Justice Brereton will be joined by deputy commissioners Nicole Rose, former chief executive of financial watchdog AUSTRAC, and Ben Gauntlett, former disability discrimination commissioner at the Human Rights Commission. 

Senior barrister Gail Furness SC will act as inspector, and the NACC will be run by chief executive Phillip Reed, former CEO of NSW's anti-corruption commission.

According to Attorney-General Mark Dreyfus, the appointments were made in accordance with the government's merit and transparency policy and with the approval of the parliament's joint committee responsible for overseeing the NACC. 

He also cited Justice Brereton's experience running the Inspector General of the Australian Defence Force’s inquiry into conduct in Afghanistan as a reason for his appointment, noting that it was an “extraordinarily difficult, long-running inquiry and investigation, with a great deal of difficulty in getting people to come forward, a great deal of difficulty in obtaining evidence”.

One of the most contentious issues surrounding the NACC is whether it will allow for public hearings. 

The Coalition had previously criticised state models, such as the NSW ICAC, for holding open hearings, with former Prime Minister Scott Morrison referring to them as a “kangaroo court”. 
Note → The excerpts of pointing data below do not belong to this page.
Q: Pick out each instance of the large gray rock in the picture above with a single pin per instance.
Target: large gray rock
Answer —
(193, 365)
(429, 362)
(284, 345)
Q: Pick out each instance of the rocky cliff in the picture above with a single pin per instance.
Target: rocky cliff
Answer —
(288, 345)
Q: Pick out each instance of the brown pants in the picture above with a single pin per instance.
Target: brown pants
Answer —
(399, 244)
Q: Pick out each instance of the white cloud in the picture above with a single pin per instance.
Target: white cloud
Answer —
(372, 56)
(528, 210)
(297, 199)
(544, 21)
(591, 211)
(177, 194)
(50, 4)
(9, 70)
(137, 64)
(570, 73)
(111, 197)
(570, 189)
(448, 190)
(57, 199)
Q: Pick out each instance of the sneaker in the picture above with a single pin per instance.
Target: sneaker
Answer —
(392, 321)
However, the Attorney-General noted that the commissioner's discretion was clear and that he had not had a discussion with Justice Brereton about how he plans to exercise his discretion to hold a public hearing when appropriate.

Jaala Hinchcliffe, who leads the Commission for Law Enforcement Integrity, which is being subsumed into the NACC, will also serve as an interim deputy commissioner until a third appointment is made.

Justice Brereton, a 65-year-old major general in the Army Reserves, previously called out the culture within Australia's special forces, labelling it a problematic “warrior culture”. 

His landmark report, released more than two years ago, recommended the further investigation of 19 soldiers over the alleged murder of 39 prisoners and civilians.